Benchmarking Logistics Performance
With trade and logistics touching so many areas of an economy, it can be difficult to get a complete picture of a country’s performance. This is why the Logistics Performance Index (LPI), part of the biennial report Connecting to Compete, evaluates countries across a number of indicators. The index, which takes into account factors such as including logistics competence and skills, the quality of trade-related infrastructure, the price of international shipments, and the frequency with which shipments reach their destination on time, helps governments benchmark their progress over time and in comparison to similar countries.
Utilizing surveys of logistics professionals, the LPI offers two perspectives on a country’s performance:
The World Bank Group has been scoring countries on these issues every two years since the inaugural edition of Connecting to Compete in 2007. Consistently, high-income countries, particularly those in Western Europe, emerge as world leaders on logistics. In fact, the LPI score of high-income countries is 48% higher, on average, than low-income countries. Among the 30 top performing countries, 24 are members of the Organization for Economic Co-operation and Development (OECD).
“Across the board, we have seen most countries investing in logistics-related reforms, especially in the areas of building infrastructure and facilitating trade,” explains Jean Francois-Arvis, Economist at the World Bank Group and report co-author. “Despite these efforts to modernize services, developing countries face many remaining challenges. This explains a persistent gap between high- and low-income countries in terms of logistics performance.”
But income alone is not the sole determinant of a country’s LPI score. Vietnam, Thailand, Rwanda, China and India all outperform their income groups. These countries tend to have access to sea ports or large international transportation hubs.

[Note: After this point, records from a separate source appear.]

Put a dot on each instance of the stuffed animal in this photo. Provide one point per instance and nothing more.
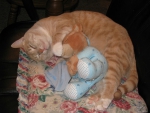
(86, 65)
(89, 67)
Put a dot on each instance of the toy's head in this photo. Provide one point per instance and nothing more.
(73, 43)
(72, 65)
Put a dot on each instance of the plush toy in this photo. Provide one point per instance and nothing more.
(86, 65)
(89, 67)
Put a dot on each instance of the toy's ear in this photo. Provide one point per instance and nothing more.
(17, 44)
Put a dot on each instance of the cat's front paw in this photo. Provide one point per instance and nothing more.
(57, 49)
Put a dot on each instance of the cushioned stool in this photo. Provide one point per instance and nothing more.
(8, 66)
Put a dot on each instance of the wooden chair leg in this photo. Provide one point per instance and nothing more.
(54, 7)
(12, 14)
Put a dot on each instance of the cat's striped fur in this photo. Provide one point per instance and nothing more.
(104, 34)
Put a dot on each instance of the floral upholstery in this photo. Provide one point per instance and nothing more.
(38, 96)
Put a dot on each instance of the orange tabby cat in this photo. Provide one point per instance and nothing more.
(45, 39)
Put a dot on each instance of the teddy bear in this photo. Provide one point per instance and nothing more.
(86, 65)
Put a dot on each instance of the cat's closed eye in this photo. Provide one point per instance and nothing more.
(33, 47)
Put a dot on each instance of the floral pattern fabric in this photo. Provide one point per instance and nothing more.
(36, 95)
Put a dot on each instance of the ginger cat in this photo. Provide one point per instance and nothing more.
(45, 39)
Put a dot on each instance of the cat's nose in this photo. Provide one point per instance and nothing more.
(40, 51)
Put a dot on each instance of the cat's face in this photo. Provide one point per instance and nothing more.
(36, 46)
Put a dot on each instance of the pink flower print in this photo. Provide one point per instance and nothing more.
(53, 61)
(69, 107)
(134, 95)
(39, 81)
(123, 104)
(83, 110)
(96, 111)
(32, 99)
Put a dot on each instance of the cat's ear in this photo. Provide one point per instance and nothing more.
(17, 44)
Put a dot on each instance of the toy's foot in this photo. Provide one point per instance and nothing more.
(99, 103)
(76, 90)
(89, 70)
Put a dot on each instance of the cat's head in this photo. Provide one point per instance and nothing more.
(37, 46)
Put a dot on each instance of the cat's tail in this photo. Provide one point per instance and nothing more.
(129, 85)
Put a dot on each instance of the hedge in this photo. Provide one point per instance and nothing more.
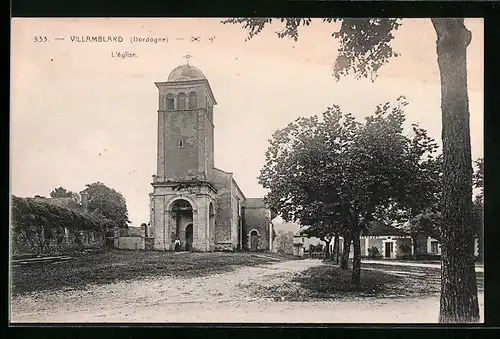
(28, 212)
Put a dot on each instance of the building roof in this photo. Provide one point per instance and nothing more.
(66, 202)
(300, 231)
(254, 203)
(186, 72)
(379, 229)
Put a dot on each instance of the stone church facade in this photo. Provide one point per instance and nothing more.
(192, 200)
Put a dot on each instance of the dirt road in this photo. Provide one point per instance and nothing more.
(218, 298)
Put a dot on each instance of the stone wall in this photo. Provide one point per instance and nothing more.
(130, 243)
(41, 240)
(181, 162)
(223, 210)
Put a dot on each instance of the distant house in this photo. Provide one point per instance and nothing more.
(47, 240)
(302, 243)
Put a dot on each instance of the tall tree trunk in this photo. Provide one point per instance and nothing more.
(415, 246)
(356, 263)
(337, 251)
(344, 261)
(458, 277)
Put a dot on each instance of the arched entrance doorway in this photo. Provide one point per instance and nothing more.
(182, 213)
(189, 237)
(254, 240)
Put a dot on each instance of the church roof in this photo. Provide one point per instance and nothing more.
(186, 72)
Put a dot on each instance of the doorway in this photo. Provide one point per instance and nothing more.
(189, 237)
(389, 248)
(254, 240)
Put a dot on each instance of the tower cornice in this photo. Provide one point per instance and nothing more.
(187, 83)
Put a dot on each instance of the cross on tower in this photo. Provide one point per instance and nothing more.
(187, 57)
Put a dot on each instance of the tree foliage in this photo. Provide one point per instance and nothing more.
(364, 48)
(336, 174)
(364, 43)
(33, 212)
(108, 204)
(61, 192)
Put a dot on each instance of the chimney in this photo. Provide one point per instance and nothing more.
(85, 198)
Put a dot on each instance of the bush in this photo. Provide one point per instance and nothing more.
(29, 212)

For individual countries, logistics performance is key to their economic growth and competitiveness. Inefficient logistics raise the cost of doing business and reduce the potential for integration with global value chains. The toll can be particularly heavy for developing countries trying to compete in the global marketplace. Governments can use the LPI to better understand the link between logistics, trade, and growth, and what policies they can enact to globally compete.